For these brothers—and, the play suggests, for many living in American capitalism, Black men in particular—every win is embedded with loss. Openings are dead ends; promises reach you with a stinger inside; the cycle isn’t boom and bust but boon and betrayal, an infinite game where the real stakes are human lives. The historical trauma of America, going way on back beyond the present-day Lincoln and Booth and their namesakes (their father gave them those names, Linc says, “as a joke”), means there’s very little ground to build on for these men, whose parents abandoned them in their youth, leaving each a $500 “inheritance” (or as Booth calls it at the play’s teeth-clenching finish, “my payoff” after catching mom with her “Thursday Man”). There’s little solid ground for the audience, either. Again and again, the play plants glimpses of fact and then pulls them away so all we see is the ricochet in their wake. 

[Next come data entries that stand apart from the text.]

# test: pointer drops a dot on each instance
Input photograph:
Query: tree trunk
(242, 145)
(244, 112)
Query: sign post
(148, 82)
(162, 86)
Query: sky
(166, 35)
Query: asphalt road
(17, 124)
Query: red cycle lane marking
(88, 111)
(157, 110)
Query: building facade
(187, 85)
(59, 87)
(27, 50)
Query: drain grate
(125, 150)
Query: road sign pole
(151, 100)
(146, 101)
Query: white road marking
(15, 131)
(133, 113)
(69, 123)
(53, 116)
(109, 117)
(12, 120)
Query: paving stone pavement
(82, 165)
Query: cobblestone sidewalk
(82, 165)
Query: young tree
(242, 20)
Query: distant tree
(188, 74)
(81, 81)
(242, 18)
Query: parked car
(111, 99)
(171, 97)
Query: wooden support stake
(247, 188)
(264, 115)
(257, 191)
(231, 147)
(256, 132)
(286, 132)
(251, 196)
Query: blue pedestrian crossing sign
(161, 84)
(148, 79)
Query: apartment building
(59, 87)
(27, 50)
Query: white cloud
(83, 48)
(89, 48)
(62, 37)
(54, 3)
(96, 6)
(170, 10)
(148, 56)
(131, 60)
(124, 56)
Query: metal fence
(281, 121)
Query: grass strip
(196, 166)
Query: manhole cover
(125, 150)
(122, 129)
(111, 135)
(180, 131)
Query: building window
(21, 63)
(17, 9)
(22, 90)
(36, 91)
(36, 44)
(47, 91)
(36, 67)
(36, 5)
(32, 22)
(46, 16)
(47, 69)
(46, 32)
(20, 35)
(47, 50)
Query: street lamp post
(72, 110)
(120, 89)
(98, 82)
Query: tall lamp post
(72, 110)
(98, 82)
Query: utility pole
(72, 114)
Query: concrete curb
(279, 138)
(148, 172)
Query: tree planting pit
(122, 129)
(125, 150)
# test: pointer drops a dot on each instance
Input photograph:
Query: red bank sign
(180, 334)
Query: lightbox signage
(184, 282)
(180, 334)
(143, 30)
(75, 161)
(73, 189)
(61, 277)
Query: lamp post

A rigged game there’s no getting away from, even when nobody wants to play: in Parks’ hands, that situation is equal parts tragedy and hilarity, and we never know when one is about to turn into the other. Walters and his actors kept the patter and the emotional flips moving deftly; I felt the water boiling in the pot but barely realized I was being cooked until, over and over, there was no way to escape. Even the production’s one big lull had a mighty payoff. After a long pause between scenes one and two, Buyckes came back onstage wearing two complete suits one on top of the other (both on top of his regular clothes). In a silent comedy passage straight out of a Buster Keaton film, he pulled a series of ties, shirts, pairs of shoes, and a magazine out of his pockets and pants—then hauled in a room divider (also boosted) from the hall. “I stole, and I stole generously,” he proudly tells Linc, in one of the play’s many blisteringly funny lines. 

Buyckes and Ukabam wrapped their whole selves around the challenges of this play—the former upselling Booth’s virility even as his rapid-fire laugh (and his collection of what Linc calls “fuck books” under the bed) proclaims his little boy-ness, the latter letting Linc shift before our eyes, his sweet-voiced looseness laced with love, grief, and vinegar. Mos Def and Jeffrey Wright have played these roles on Broadway. These actors were up to the task, particularly Ukabam, whose masterfully paced delivery brought every dialogue and monologue to the keenest possible edge. 

A play with this much firepower doesn’t need much in the way of trimming, and this production kept it simple, with a set by Rich Goss that looked like a desiccated artifact of history that these men are living in here and now, calling “home.” I could have wished for more dynamic lighting to parallel the almost symphonic orchestrations of time and focus in Parks’ script, but that’s a “want not need” given the excellence of the show as a whole.   

Topdog/Underdog leaves us not with a win but a wail: Booth’s, as he holds the older brother he’s just shot in his arms, moments after Linc bested him in a “real” game of three-card monte with his dollars and Booth’s inheritance on the table. The sleights of hand the play slips into its last ten minutes bring the whole house down. Who does have a win on their hands, though, is Tulsa’s oldest Black theatre company. The riotous applause that met this play’s ending at both showings I attended proclaimed one reality that’s never in doubt: Theatre North brings the heat, the light, and all the right questions.